Ten patients (32.2%) had an objective response (1 CR, 9 PR) and 12 (38.8%) were stabilized. The response and disease control rates were 45.4% and 100% when bevacizumab was administered in 2nd or 3rd line and 25% and 55% in 4th or later line respectively (p = 0.024 and p = 0.008). Among the patients who had previously received the same chemotherapy than that associated with bevacizumab (n = 28) the overall response rate was 35.7% and 39.3% were stabilized.

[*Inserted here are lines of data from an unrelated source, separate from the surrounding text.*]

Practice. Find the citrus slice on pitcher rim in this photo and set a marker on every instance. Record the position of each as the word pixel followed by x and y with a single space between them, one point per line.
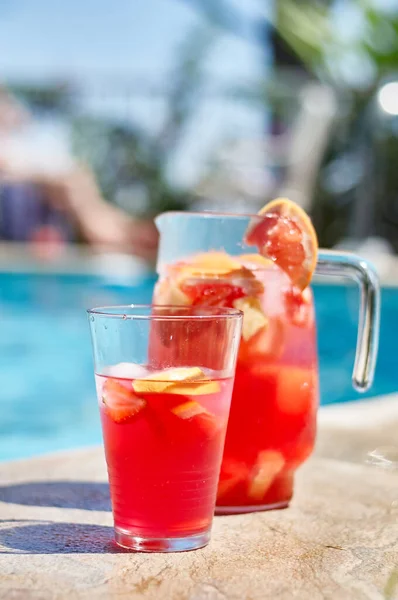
pixel 284 233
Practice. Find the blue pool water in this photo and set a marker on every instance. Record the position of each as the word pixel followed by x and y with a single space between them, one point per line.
pixel 47 395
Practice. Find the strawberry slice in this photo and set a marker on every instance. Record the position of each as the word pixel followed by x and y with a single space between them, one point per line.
pixel 299 307
pixel 120 403
pixel 194 412
pixel 269 464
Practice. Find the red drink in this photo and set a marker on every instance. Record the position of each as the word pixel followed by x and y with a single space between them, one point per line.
pixel 163 437
pixel 272 422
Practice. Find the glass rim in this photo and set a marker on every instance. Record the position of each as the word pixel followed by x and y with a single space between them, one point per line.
pixel 206 312
pixel 209 213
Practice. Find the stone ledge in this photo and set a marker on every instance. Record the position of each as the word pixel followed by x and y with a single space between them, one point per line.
pixel 338 540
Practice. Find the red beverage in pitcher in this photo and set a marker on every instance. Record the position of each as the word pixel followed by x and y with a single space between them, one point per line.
pixel 163 437
pixel 272 421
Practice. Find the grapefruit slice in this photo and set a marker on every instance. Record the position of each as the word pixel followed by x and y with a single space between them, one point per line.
pixel 286 235
pixel 190 381
pixel 120 403
pixel 167 292
pixel 269 464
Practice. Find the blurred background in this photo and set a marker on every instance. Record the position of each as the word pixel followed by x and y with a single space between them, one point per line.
pixel 112 113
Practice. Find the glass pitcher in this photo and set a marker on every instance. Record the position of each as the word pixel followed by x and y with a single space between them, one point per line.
pixel 272 423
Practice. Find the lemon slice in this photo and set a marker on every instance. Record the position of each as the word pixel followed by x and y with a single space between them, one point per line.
pixel 253 317
pixel 183 380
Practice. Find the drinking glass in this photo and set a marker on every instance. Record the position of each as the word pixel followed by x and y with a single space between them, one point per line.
pixel 164 378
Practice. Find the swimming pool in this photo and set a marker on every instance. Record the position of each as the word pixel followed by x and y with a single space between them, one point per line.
pixel 47 395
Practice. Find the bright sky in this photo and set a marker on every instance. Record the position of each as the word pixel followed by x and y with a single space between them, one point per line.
pixel 113 41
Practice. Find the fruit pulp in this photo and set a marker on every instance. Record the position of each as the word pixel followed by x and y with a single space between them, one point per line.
pixel 163 452
pixel 272 423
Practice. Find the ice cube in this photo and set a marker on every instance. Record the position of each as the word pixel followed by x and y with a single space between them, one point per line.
pixel 127 371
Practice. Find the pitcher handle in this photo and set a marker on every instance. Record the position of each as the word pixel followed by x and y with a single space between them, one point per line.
pixel 345 264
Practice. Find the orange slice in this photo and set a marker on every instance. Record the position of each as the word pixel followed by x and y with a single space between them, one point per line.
pixel 189 409
pixel 269 464
pixel 286 235
pixel 299 307
pixel 253 317
pixel 214 264
pixel 185 380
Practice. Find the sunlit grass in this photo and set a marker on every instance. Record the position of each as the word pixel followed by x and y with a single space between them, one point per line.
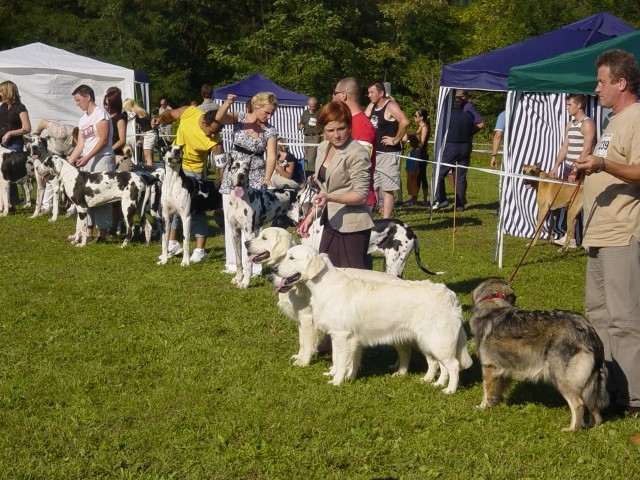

Median progression free survival (PFS) and overall survival (OS) were of 9.7 and 18.4 months respectively. Except a patient who presented a hypertension associated reversible posterior leukoencephalopathy syndrome, tolerance of bevacizumab was acceptable. A rectal bleeding occurred in one patient, an epistaxis in five. Grade 1/2 hypertension occurred in five patients.

Conclusion

This study suggests that bevacizumab combined with FOLFOX or FOLFIRI may have the possibility to be active in chemorefractory and selected mCRC patients who did not receive it previously.